As the Eurozone crisis worsened, in May and June the Swiss National Bank (SNB) was forced to buy tens of billions of euros to keep the franc from gaining value quickly in the face of strong demand for a currency haven in Europe, with the franc seemingly having become that choice by default. But the cost of defending the franc is becoming apparent as the central bank is now struggling to rebalance its assets. The SNB, however, said is ready to buy as many euros as necessary to keep the franc at SFr1.20 against the single currency and protect the country’s exporters.

!m[](/uploads/story/245/thumbs/pic1_inline.png)According to estimates, the SNB is buying about SFr3 billion (£2 billion) a day in euros. Due to this rapid rate of accumulation of the single currency, Switzerland now has SFr365 billion (£240 billion) worth of foreign exchange, making it the world’s sixth biggest holder of reserves after China, Japan, Saudi Arabia, Russia and Taiwan. Talking in percentages, the proportion of the country’s reserves held in euros has risen from 51 per cent at the end of April to 60 per cent by June, or by 40 per cent this year.

Elsa Lignos, foreign currency analyst at RBC Capital Markets, pointed out that if the Swiss bank carries on accumulating euros at this rapid rate, in four years its foreign currency reserves will be higher than those of China, which currently has the largest forex stockpile in the world at $3.24 trillion (£2.07 trillion). Independently, Citigroup’s head of foreign exchange strategy, Steven Englander said “Switzerland is the new incipient China.”

Commenting on the recent comparison between Switzerland and China, Kit Juckes, foreign currency analyst at Société Générale, said for the FT that there are similarities and differences between the two countries. What is in common is mainly the need to rebalance their assets: “They have to recycle the reserves into assets of some kind.” Mr Juckes also added that currently “the picture is one of a central bank that’s not coping with how much money is coming in.”

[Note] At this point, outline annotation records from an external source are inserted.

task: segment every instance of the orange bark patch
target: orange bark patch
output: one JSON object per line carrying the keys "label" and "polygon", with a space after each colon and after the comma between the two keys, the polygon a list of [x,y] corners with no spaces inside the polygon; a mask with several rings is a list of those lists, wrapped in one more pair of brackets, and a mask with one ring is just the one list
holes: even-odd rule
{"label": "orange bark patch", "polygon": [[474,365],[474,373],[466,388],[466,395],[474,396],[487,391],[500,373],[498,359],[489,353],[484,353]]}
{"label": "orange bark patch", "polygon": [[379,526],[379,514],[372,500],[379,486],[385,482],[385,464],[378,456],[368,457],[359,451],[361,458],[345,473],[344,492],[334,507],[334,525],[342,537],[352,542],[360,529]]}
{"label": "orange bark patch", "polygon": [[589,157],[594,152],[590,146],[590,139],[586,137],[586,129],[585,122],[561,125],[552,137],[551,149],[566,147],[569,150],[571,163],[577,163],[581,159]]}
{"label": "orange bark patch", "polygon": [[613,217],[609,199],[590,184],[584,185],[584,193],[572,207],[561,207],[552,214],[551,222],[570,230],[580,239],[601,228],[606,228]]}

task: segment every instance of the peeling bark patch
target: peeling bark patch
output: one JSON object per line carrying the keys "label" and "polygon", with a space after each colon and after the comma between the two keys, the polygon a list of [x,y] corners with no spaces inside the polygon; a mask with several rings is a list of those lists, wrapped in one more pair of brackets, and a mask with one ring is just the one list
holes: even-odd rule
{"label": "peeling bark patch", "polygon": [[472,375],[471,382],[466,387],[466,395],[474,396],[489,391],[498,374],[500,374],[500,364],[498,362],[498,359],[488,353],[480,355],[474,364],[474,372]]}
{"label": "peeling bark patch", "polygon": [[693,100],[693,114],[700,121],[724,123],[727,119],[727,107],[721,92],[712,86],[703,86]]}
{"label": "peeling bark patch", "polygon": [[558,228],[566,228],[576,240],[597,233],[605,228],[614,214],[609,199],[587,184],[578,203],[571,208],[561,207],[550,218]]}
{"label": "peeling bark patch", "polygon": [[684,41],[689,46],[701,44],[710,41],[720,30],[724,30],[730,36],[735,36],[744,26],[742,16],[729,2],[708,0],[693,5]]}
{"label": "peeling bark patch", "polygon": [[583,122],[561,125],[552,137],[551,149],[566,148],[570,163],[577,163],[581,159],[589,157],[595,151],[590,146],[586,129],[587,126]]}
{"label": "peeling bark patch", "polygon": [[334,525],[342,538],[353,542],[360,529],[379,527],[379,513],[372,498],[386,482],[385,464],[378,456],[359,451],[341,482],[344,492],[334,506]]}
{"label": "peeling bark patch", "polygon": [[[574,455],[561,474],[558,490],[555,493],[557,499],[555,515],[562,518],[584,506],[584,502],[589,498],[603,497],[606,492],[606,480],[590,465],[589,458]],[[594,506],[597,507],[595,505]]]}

According to many analysts, the SNB is struggling to rebalance its assets. The Swiss bank’s half-year results, released on July 31, also indicated this difficulty. Apparently, Switzerland is buying euros more quickly than it could exchange them for other currencies. The recently-released figures also showed a drop in the maturity of the SNB’s bond holdings from four years to 2.8 years. Analysts believe that this is indicating the Swiss bank’s shorter-term positions, which it is taking as it does not know how long it would continue accumulating euros at the current rate.
For now, however, the impressive accumulation of the single currency is making the SNB a huge force in the foreign exchange markets as the bank tries to sell its euros and rebalance its assets, a process that many forex traders are trying to predict. According to analysts this process is also triggering some unusual moves in the currency markets. Major currencies, including the Swedish krona and the Australian dollar are believed to be rising on the back of the SNB’s monetary strategy. Recently, the Swedish krona has hit a 12-year high against the euro, while the Australian dollar is also at record highs against the single currency.